Палевский зашевелился и встал с кровати. Докки проводила взглядом его темный силуэт, душа ее тревожно и больно сжалась, на глаза навернулись слезы, и тут с ней случилось то, чего она никогда не могла позволить себе при муже: она заплакала. Заплакала беззвучно, горько, мучительно. Слезы накапливались в уголках ее глаз, переполняли их и бежали, катились соленым потоком по вискам, волосам – вниз, на подушку. Она закусила губу, чтобы ее страдание случайно не вырвалось наружу, закрыла глаза, чтобы не видеть, как он уходит, и только молила про себя, как когда‑то: «Не терзай меня, оставь одну, чтобы я могла свободно выплакать свою боль…» Но одновременно – в самом потайном уголке своей души – она умоляла его остаться, не покидать ее и знала, что этим чаяниям не суждено сбыться.

Она слышала, как он ходит по комнате, и представляла: вот он собирает свои вещи, одевается… Но вместо ожидаемого шороха одежды, раздался плеск воды в чане, а потом он подошел к ней и влажным полотенцем стал обтирать ее тело – там, где было липко и стыдно. Ей оставалось только надеяться, что в темноте он не заметит ее слез, и хотя ей было бесконечно неловко и даже неприятно выносить эти его прикосновения, она покорно терпела их, не вырываясь и не понимая, зачем Палевский это делает и почему он еще здесь.

«Неужели он хочет унизить меня еще больше, чем я уже унижена?» – пыталась понять она. И когда он вновь отошел, Докки решила, что он все же уйдет, и вновь начала мысленно заклинать его об этом.

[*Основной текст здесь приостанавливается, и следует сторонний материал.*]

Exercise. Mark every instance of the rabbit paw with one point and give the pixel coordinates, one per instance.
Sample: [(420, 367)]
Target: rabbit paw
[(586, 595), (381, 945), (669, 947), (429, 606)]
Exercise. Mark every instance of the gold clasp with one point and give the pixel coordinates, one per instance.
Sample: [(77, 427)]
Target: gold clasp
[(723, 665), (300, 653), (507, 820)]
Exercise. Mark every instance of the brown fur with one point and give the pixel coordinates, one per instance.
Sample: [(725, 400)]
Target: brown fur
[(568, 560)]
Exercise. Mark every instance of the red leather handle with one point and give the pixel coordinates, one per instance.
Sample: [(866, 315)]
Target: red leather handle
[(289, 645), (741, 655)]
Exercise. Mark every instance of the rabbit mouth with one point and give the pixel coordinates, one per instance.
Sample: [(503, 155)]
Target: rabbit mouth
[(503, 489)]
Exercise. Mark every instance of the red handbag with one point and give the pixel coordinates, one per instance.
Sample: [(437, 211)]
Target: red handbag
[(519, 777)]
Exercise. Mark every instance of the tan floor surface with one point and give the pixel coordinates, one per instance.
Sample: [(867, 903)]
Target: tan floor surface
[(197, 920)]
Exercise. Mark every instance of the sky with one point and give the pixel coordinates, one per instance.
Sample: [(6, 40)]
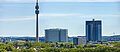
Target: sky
[(17, 17)]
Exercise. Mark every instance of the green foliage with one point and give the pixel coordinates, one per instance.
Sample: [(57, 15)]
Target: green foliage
[(16, 50), (104, 40), (3, 50)]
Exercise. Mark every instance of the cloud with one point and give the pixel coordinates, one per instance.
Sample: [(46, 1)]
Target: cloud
[(46, 15), (62, 0), (17, 19), (80, 15)]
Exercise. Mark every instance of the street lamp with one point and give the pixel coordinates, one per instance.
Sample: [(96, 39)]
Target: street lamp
[(37, 12)]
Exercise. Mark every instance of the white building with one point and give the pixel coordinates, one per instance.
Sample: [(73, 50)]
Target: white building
[(79, 40), (56, 35)]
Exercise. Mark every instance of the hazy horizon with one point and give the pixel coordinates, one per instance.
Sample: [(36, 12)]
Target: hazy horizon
[(18, 19)]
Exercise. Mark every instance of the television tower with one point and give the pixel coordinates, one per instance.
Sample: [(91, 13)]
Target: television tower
[(37, 29)]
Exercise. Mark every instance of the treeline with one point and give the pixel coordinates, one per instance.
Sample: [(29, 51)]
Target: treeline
[(54, 47)]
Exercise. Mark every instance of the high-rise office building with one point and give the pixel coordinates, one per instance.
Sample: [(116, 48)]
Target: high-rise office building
[(93, 30), (56, 35), (79, 41)]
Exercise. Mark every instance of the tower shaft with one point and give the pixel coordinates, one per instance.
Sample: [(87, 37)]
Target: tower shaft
[(37, 26)]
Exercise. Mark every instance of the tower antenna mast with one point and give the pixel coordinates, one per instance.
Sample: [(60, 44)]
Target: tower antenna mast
[(37, 29)]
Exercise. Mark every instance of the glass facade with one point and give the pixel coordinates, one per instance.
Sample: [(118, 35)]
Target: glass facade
[(93, 30)]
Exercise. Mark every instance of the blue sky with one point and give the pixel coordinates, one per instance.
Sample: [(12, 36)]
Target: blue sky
[(17, 18)]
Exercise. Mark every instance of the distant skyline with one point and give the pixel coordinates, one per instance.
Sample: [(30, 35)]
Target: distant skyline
[(17, 18)]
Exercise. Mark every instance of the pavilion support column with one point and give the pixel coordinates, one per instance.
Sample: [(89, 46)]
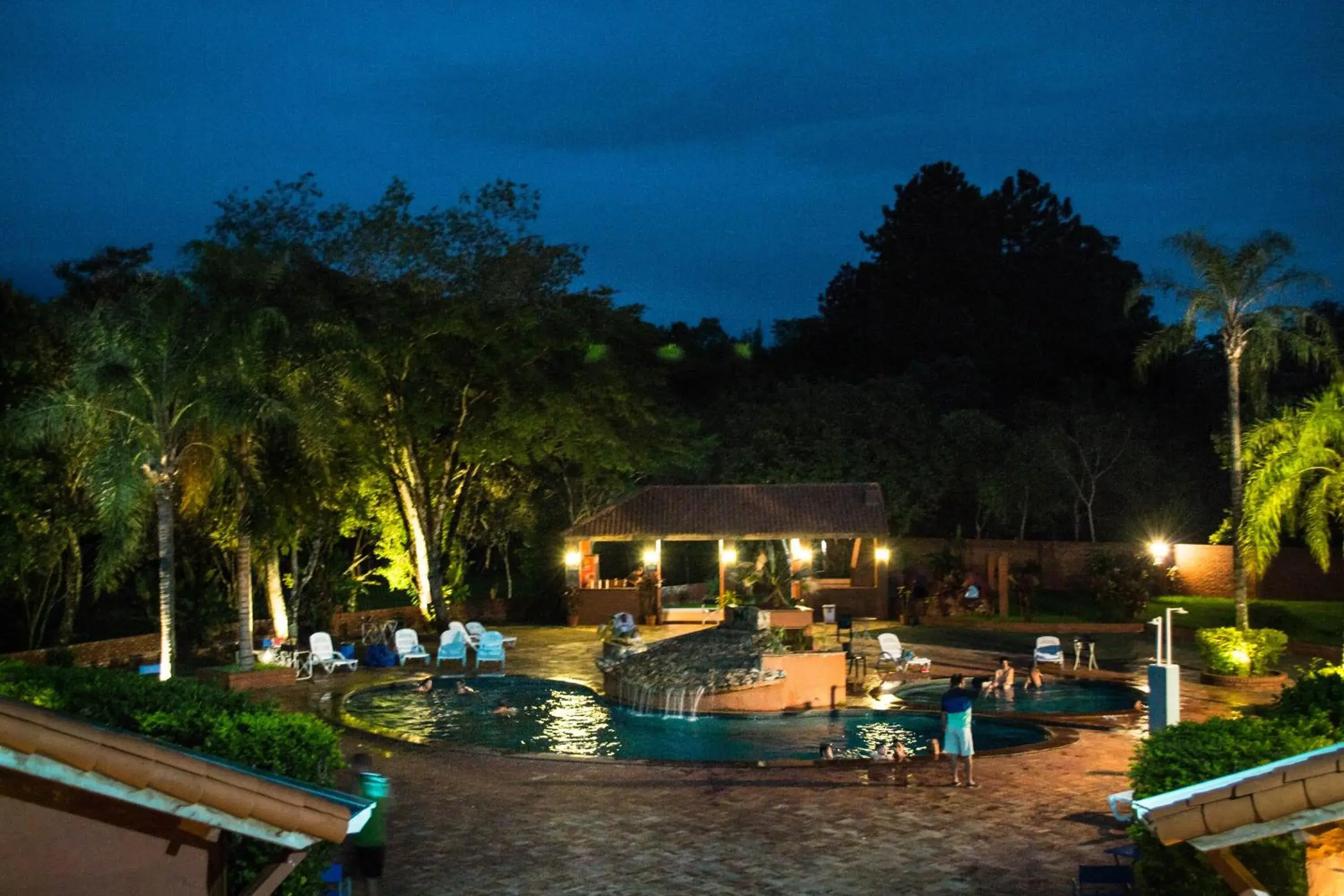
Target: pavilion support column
[(721, 570), (1236, 874)]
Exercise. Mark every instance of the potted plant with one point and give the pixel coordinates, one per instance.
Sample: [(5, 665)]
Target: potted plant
[(573, 603)]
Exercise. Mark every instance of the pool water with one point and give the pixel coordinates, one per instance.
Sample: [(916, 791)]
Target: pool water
[(564, 718), (1055, 698)]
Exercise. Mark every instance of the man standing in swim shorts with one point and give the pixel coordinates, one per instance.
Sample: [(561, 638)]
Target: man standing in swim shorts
[(956, 735)]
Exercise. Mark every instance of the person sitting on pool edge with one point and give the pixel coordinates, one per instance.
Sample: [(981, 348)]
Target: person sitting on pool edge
[(956, 737), (1034, 679)]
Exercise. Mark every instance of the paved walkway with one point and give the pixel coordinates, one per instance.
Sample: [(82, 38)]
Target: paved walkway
[(507, 825)]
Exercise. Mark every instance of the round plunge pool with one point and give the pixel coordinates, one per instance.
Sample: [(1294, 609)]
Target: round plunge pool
[(570, 719), (1069, 698)]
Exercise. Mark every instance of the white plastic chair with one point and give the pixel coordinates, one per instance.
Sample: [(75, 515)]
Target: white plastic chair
[(452, 645), (1121, 806), (491, 649), (408, 646), (1049, 650), (320, 652), (889, 648)]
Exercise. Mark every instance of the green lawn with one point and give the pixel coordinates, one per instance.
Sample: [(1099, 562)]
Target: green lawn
[(1311, 621)]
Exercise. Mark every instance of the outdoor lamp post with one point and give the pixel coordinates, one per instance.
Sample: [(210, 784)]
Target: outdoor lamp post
[(1163, 679), (1170, 612)]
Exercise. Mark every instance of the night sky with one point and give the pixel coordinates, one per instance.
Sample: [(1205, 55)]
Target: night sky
[(717, 159)]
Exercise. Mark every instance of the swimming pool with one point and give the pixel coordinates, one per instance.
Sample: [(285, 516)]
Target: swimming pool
[(564, 718), (1068, 698)]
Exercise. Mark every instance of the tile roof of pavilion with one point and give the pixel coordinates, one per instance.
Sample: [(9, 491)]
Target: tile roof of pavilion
[(139, 770), (742, 512), (1277, 798)]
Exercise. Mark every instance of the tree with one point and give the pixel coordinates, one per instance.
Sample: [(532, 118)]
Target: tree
[(1295, 480), (138, 378), (1238, 293), (1008, 292)]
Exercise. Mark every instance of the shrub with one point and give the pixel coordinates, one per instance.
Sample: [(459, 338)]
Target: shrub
[(1232, 652), (1193, 753), (1320, 689), (1123, 583), (217, 722)]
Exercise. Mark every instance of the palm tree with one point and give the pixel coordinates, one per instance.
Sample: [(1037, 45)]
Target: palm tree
[(1238, 296), (1296, 478), (136, 378)]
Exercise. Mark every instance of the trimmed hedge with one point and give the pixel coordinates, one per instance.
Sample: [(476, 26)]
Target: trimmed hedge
[(222, 723)]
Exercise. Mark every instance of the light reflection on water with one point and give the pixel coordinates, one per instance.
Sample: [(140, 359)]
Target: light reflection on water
[(562, 718)]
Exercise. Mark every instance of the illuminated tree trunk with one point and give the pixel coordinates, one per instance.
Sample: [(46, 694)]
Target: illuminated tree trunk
[(244, 583), (167, 610), (1234, 422), (276, 593)]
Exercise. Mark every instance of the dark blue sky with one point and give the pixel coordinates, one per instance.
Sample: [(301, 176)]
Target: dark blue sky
[(717, 159)]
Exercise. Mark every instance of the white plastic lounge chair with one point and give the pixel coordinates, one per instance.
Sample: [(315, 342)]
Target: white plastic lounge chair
[(890, 649), (320, 652), (408, 646), (452, 645), (491, 649), (1120, 806), (1049, 650)]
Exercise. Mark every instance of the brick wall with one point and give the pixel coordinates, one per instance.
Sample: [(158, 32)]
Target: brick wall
[(1202, 569), (117, 652)]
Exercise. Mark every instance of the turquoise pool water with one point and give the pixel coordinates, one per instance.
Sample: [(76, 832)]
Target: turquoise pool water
[(562, 718), (1057, 698)]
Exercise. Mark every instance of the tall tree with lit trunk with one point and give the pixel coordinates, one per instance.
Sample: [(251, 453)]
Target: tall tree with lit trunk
[(1238, 296), (138, 381)]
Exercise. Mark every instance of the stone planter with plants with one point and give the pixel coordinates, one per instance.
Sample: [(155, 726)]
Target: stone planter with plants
[(1242, 659), (263, 675)]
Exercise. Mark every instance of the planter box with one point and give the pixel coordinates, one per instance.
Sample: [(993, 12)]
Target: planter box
[(248, 680), (1246, 683)]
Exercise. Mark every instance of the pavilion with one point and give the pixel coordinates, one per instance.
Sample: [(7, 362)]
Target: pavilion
[(836, 516)]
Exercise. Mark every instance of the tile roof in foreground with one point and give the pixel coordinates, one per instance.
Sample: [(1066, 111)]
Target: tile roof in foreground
[(49, 745), (1277, 798), (707, 512)]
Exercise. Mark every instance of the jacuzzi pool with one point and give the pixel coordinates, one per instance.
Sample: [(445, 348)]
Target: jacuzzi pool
[(1069, 698), (564, 718)]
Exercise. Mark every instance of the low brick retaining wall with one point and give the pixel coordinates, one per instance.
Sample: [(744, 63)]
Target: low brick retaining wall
[(1035, 628), (116, 652)]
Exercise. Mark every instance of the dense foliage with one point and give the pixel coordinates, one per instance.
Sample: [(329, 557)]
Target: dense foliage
[(203, 718), (1307, 718), (1241, 652)]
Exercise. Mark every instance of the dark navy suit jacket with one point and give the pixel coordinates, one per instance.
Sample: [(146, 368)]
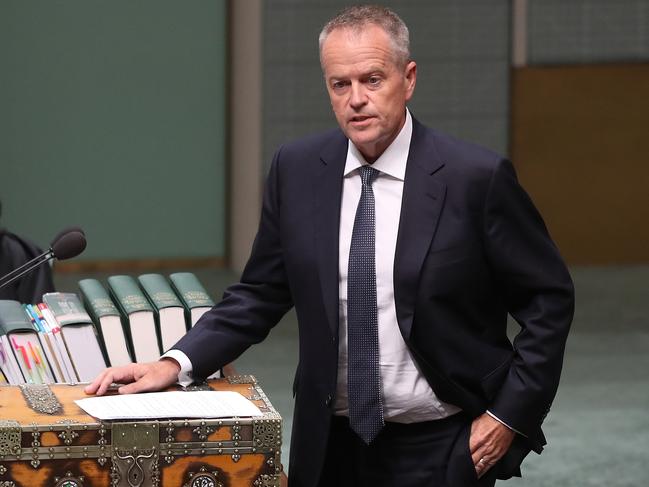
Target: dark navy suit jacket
[(471, 248)]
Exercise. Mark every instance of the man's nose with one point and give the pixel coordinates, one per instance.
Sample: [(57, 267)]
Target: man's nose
[(358, 97)]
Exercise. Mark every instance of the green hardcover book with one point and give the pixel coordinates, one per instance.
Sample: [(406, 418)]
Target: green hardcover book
[(107, 318), (79, 334), (192, 294), (169, 311), (21, 340), (137, 317)]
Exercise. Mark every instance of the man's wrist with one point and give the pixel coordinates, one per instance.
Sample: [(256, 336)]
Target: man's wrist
[(172, 362)]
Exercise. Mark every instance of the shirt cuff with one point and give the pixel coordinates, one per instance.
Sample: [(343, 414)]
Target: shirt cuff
[(502, 422), (185, 375)]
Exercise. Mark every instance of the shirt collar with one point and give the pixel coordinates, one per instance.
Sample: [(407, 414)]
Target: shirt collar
[(394, 158)]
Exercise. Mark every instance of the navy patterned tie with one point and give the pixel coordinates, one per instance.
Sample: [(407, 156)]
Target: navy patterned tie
[(363, 379)]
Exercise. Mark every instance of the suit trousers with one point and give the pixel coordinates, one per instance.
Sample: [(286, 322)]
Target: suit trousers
[(427, 454)]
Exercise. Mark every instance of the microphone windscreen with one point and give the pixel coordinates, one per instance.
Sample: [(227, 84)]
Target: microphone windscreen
[(69, 245), (64, 231)]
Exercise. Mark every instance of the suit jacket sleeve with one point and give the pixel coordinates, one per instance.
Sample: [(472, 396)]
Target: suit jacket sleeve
[(539, 295), (250, 308)]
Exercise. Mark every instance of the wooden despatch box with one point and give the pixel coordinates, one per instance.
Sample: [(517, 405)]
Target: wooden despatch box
[(72, 449)]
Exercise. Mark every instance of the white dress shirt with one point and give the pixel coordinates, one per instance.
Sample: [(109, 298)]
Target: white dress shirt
[(407, 397)]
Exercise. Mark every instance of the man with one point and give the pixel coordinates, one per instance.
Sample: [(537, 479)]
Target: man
[(402, 251)]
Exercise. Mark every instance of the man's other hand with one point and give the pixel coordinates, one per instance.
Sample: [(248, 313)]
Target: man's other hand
[(489, 441), (152, 376)]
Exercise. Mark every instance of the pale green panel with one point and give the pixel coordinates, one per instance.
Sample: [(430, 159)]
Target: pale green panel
[(112, 117)]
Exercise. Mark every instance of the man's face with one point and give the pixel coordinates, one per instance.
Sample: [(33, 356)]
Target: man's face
[(367, 88)]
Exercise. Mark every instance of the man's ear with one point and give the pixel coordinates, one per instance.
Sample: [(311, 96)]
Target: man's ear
[(410, 78)]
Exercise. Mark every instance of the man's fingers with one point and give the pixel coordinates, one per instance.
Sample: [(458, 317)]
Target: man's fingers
[(489, 441)]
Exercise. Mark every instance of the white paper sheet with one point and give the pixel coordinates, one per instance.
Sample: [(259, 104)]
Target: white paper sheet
[(174, 404)]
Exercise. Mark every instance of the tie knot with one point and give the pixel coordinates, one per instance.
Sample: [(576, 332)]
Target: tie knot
[(368, 175)]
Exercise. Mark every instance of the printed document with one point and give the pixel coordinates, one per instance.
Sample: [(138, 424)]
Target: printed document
[(174, 404)]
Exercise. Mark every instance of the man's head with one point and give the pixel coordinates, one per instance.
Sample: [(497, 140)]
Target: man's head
[(364, 53)]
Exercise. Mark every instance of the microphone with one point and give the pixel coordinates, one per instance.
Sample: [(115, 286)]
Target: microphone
[(68, 243)]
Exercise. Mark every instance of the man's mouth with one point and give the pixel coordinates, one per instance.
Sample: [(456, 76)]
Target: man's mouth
[(359, 118)]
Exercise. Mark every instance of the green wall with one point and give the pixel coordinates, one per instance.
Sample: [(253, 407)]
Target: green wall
[(112, 117)]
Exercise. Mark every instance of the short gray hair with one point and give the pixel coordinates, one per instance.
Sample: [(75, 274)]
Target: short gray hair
[(359, 16)]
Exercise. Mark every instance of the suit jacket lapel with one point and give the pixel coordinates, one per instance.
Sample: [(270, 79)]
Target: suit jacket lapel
[(327, 190), (423, 198)]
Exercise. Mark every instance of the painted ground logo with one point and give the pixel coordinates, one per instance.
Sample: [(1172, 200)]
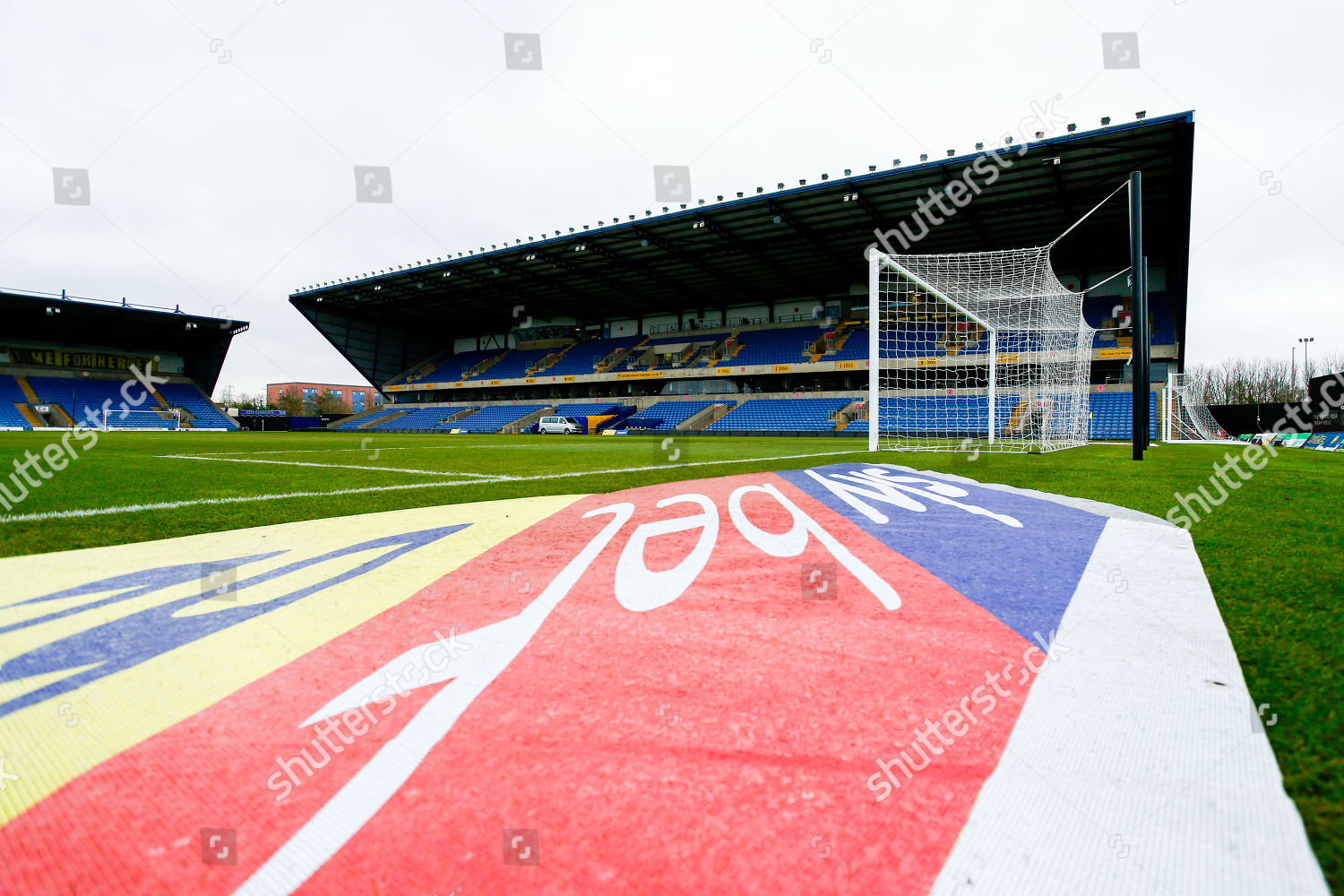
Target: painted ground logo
[(663, 707)]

Но он не ушел. Он вернулся к ней и лег рядом, а его руки обхватили ее и прижали к своей груди. От неожиданности она вздрогнула, а Палевский губами собирал ее слезы, осушал ее лицо, целовал глаза. И она не выдержала его нежности и теплоты и самым постыдным образом – навзрыд – расплакалась в его объятиях. Слезы душили ее, выплескивались наружу, она содрогалась в рыданиях, будто стремилась излить из себя весь ужас своего замужества, годы одиночества и оплакать предстоящую ей пустую и беспросветную жизнь. Он же шептал ей какие‑то ласковые слова, баюкал в своих руках и прижимал к своему сильному и надежному телу, пока она не выплакалась и не затихла.


 

Когда Докки успокоилась, ей стало невыносимо стыдно за свои слезы и за проявленную так некстати слабость. «О, Господи, – думала она, прильнув к груди Палевского и уткнувшись лицом ему в шею. – Что он теперь будет думать обо мне? Я не смогла дать ему наслаждения и к тому же устроила истерику… А он не ушел… Как мне хорошо с ним!.. Это чудо, что здесь… Но почему он не ушел? Почему остался и почему так терпелив со мной?..»

Вопросы мучили ее. И она боялась, что у него тоже есть вопросы и он начнет их задавать. Но Палевский молча касался губами ее волос, гладил ее спину и плечи под кофтой, которая задралась уже почти до самой шеи. Докки же была готова лежать, вот так прильнув к нему, хоть целую вечность.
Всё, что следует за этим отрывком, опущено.